In other words, repeatedly call `scrape_events` and `next_page` until you have assembled a dataframe with at least 500 rows.

Display the data sorted by the number of attendees, greatest to least.

We recommend adding a brief `time.sleep` call between `requests.get` calls to avoid rate limiting.

In [16]:
# Your code here
import time
EVENTS_PAGE_URL = "https://web.archive.org/web/20210326225933/https://ra.co/events/us/newyork?week=2019-03-30"
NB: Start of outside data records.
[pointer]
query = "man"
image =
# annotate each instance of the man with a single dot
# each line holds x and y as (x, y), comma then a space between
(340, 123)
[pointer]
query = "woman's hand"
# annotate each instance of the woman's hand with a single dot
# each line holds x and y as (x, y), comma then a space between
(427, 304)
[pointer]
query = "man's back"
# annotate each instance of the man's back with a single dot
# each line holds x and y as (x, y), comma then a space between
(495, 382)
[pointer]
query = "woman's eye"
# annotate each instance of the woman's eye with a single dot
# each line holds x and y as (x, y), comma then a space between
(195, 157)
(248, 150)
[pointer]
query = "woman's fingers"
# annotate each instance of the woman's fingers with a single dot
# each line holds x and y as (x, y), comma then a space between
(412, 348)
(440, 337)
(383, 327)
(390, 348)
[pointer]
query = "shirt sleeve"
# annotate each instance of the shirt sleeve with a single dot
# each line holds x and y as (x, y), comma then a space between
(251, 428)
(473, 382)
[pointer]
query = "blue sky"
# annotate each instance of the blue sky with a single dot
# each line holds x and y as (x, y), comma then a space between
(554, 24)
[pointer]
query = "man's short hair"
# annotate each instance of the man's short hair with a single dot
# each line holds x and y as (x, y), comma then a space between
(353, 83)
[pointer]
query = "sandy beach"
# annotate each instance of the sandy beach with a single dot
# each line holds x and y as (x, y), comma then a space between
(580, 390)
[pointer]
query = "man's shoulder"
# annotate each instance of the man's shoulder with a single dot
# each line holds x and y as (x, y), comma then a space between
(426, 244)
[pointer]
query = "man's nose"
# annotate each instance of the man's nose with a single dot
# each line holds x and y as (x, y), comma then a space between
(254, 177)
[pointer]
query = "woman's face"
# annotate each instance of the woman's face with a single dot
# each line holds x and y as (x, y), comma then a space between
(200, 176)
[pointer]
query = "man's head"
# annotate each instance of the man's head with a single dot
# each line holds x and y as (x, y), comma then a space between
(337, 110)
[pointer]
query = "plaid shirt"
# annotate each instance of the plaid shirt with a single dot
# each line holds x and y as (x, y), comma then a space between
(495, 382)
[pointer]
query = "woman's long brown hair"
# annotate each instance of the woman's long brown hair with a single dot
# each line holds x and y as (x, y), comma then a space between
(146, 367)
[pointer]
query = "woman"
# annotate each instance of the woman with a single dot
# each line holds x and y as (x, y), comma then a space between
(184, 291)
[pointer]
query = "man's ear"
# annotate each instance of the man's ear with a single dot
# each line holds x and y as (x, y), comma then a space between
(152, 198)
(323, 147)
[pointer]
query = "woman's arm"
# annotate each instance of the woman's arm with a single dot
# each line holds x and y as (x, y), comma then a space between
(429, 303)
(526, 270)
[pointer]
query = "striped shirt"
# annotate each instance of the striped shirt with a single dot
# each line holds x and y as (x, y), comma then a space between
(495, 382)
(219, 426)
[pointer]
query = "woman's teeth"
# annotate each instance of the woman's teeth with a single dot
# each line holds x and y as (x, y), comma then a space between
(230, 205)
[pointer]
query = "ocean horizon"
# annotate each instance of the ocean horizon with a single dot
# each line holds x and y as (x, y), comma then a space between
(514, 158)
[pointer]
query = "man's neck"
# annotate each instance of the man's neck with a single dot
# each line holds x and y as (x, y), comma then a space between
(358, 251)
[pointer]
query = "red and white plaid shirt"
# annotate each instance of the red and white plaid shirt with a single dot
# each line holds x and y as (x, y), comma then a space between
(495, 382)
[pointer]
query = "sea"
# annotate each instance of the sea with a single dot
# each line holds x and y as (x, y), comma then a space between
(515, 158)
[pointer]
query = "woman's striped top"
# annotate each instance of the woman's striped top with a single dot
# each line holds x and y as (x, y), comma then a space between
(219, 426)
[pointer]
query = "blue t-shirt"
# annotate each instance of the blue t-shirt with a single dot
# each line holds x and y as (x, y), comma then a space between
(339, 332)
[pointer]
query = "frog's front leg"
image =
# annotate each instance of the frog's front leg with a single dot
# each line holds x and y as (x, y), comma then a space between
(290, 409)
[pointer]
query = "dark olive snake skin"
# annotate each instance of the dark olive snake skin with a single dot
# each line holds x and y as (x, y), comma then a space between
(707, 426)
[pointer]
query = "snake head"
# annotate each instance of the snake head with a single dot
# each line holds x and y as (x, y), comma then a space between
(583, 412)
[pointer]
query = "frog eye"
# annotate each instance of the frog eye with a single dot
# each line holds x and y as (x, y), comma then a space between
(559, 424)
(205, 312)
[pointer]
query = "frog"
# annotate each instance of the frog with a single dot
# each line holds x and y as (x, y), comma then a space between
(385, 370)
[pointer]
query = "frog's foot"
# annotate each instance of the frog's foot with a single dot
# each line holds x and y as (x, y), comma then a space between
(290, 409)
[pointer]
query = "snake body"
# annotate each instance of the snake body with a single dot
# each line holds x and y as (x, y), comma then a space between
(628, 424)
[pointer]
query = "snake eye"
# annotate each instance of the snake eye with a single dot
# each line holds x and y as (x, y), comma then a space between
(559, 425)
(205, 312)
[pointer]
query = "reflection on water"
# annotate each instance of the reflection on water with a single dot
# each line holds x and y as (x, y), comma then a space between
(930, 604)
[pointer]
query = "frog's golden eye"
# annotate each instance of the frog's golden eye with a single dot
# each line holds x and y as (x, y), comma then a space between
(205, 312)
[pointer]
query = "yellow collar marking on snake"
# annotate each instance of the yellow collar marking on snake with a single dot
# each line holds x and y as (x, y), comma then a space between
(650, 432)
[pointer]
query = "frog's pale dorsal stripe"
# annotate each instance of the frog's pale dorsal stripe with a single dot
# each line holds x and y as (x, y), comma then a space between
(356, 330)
def frame_events(url=EVENTS_PAGE_URL, new = True):
    new_df = scrape_events(url)
    if new == True:
        global full_df 
        full_df = new_df
    else:
        frames = [full_df, new_df]
        full_df = pd.concat(frames)
    next_url = next_page(url)
    time.sleep(1)
    if len(full_df.index) < 500:
        frame_events(next_url, False)
    else:
        print(len(full_df))
        return full_df
    

In [17]:
frame_events()
full_df.sort_values(by=['Number_of_Attendees'], ascending = False)

606


Unnamed: 0,Event_Name,Announced Artists,Venue,Event_Date,Number_of_Attendees
0,Zero presents... The Masquerade,"Madmotormiquel, Chris Schwarzwälder, Lovecraft...",The 1896,"Sat, 6 Apr",919
65,Secret Solstice Pre-Party (Free Entry): Metro ...,"Alexi Delano, Metro Area, Nitin, No Regular Play",Kings Hall - Avant Gardner,"Thu, 18 Apr",670
0,Nina Kraviz / James Murphy / Justin Cudmore,"Mike Huckaby, Shit Robot, Nina Kraviz, James M...",Knockdown Center,"Sat, 20 Apr",501
89,Stavroz live! presented by Zero,Stavroz,The Williamsburg Hotel,"Fri, 12 Apr",481
91,Teksupport: Honey Dijon (All Night Long) Sold Out,Honey Dijon,99 Scott Ave,"Fri, 5 Apr",463
...,...,...,...,...,...
7,[CANCELLED] Yokoo: Nothing Can Compare - Album...,,TBA - New York,"Sat, 27 Apr",0
6,Coalesquerade,"Drewsky, Atman",TBA - New York,"Sat, 27 Apr",0
104,Cavali NY Nightclub Kourture Fridays Everyone ...,,TBA - New York,"Fri, 12 Apr",0
113,I Feel: Superhero Utopia,"Miyagi, Alex Cecil, Kate Stein",TBA - New York,"Fri, 12 Apr",0


## Summary 

Congratulations! In this lab, you successfully developed a pipeline to scrape a website for concert event information!